Approximately a decade later (1915), Albert Einstein had then introduced General Relativity. Even though this notion sounds very similar to his previous discovery of special relativity, it is completely different. This now leads us on to understanding what general relativity really is…
The Theory of General Relativity: After Special Relativity came General relativity; it was founded during 1907-1915 and was published as a scientific paper as well as a science yearbook. When Einstein was studying how special relativity could have been fixed, he noticed two foundations; gravitational mass (weight on a field with gravity) and inertial mass (force required to push/move). Even though these were the same, these two theories were different in explaining one phenomenon. Thus, Einstein attempted to link two of these concepts together to create a more simple and united explanation. This led Einstein to realize a principle called “the principle of equivalence”; this principle explained that the effects of acceleration and gravity were equivalent. Einstein, with this observation in mind, came up with an eccentric idea that regarded space and time to actually be a fabric that curved (creating gravity).

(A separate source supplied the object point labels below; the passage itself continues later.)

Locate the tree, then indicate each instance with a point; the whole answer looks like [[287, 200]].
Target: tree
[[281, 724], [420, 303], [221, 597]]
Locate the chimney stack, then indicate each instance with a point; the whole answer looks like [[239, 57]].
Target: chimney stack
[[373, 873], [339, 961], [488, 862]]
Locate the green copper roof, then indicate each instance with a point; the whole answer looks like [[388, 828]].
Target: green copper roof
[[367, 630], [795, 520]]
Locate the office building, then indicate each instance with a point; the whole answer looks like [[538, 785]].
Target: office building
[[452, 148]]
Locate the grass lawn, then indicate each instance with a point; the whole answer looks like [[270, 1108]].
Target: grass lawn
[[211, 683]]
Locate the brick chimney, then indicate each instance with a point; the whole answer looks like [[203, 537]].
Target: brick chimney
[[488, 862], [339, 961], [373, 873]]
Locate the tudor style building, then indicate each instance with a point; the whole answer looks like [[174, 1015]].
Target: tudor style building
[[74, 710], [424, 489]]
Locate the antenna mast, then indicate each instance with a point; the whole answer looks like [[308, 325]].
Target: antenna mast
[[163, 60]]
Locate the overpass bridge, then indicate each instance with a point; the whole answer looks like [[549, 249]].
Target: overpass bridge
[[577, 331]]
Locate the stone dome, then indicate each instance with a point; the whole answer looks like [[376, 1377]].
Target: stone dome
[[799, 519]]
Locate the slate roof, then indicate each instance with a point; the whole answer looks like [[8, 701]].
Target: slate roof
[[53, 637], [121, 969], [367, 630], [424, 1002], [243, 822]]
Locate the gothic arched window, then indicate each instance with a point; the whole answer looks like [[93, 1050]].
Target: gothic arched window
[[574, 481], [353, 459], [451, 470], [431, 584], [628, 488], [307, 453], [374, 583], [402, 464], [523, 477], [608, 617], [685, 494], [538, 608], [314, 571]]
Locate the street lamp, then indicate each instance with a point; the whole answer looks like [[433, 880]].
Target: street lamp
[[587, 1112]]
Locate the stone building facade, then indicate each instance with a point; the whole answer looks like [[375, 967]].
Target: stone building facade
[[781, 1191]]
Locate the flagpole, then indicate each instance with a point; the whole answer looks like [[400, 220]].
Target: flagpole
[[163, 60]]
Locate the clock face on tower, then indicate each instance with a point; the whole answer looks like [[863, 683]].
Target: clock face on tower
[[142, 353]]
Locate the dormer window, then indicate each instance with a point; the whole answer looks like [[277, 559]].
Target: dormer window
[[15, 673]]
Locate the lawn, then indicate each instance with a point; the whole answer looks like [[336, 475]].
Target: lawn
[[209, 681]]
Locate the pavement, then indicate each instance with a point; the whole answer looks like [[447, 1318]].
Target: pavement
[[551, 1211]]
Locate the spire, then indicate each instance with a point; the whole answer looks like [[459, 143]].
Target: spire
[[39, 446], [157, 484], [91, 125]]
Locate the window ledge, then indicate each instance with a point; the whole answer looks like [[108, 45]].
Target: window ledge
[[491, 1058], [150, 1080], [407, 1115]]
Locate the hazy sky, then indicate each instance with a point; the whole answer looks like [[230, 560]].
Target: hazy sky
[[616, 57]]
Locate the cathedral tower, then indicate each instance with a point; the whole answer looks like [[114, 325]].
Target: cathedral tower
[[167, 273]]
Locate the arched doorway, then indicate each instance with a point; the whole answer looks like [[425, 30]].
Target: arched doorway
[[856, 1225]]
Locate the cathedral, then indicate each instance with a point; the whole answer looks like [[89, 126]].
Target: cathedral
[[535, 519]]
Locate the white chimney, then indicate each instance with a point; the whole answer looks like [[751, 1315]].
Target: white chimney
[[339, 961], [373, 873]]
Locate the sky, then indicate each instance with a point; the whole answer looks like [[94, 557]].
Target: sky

This had then emerged as a scientific breakthrough because of how gravity could be applied in 3 dimensional space and 4 dimensional space.
This developed concept agrees with Einstein’s mistakes from his initial discovery of special relativity, because the acceleration of the natural factors (mass, light etc.) and the rotation of the earth means that this can also be applied to a non-inertial frame of reference; and it resolved the problem of gravity not being implemented before.
Evidently, Albert Einstein had to overcome a lot of challenges throughout his work life and his social life. He had to protect himself from war in his country, he had to overcome the beliefs and unsupportive behaviour from fellow colleagues, and most importantly had to survive as a refugee whilst working hard on a very demanding and high-level profession. Therefore, if you ever feel like something is too difficult or impossible in life, remember that …
Space and Time warping; perceived as Gravity.
“In the middle of difficulty lies opportunity”- Albert Einstein.